So much for the sell-off. Oil prices are back on the march higher, after reversing course Wednesday following the DOE’s weekly report and ending any talk near term of a breakdown of the bull rally. The rebound is a bit puzzling from a purely fundamental perspective as the DOE reported the first US oil inventory increase in nearly 3 months, and the highest oil production levels in 47 years. Refined products did have larger than expected inventory draws thanks to a sharp reduction in refinery runs and above-average demand, helping to diminish the bearish headlines for crude.
10 year treasury yields hit 2.75% Wednesday for the first time in nearly 4 years after the FOMC left interest rates alone, but predicted higher inflation levels for 2018, setting the stage for additional rate hikes this year. While there may not be a direct impact on energy prices, the indirect influences are numerous – from day to day movements in the US Dollar, to the increased costs of capital that will impact essentially all portions of the physical supply chain.

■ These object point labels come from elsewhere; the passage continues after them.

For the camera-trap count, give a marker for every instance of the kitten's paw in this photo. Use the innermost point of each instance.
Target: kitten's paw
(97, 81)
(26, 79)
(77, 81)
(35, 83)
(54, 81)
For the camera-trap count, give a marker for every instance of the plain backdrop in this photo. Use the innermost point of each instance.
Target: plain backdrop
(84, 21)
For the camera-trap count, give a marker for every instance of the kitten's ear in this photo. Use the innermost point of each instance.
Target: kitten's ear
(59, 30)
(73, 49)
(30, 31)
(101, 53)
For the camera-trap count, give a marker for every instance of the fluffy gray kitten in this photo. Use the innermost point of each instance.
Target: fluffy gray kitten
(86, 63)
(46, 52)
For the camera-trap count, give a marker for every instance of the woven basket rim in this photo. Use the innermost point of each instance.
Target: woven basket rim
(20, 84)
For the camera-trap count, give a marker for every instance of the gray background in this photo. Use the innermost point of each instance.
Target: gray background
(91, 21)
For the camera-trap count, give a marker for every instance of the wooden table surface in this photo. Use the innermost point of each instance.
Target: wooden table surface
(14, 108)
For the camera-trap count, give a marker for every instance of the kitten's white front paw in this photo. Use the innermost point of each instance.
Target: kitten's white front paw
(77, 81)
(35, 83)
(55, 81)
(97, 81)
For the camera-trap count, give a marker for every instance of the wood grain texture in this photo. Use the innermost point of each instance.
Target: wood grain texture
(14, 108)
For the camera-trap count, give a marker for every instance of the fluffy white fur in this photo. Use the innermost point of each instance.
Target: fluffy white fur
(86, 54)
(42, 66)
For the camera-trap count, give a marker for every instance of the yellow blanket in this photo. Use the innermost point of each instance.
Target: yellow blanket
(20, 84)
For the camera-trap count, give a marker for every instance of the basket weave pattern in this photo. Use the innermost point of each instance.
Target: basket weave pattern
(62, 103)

Refined products are faring well as demand estimates remain above average for this time of year, while production is declining – led by a sharp drop in Gulf Coast refinery runs as plants catch up on maintenance they delayed last fall in the wake of the hurricanes. It’s worth pointing out that in spite of 4 straight weeks of sharp declines, taking 1.6 million barrels of refinery throughput temporarily offline, total US refinery runs are still above the 5 year range for this time of year, and nearly 1 million barrels/day above the 5 year average.
In addition to the normal weekly status report, the DOE released another monthly outlook yesterday highlighting that total US oil production broke 10 million barrels/day in November for the first time since 1970.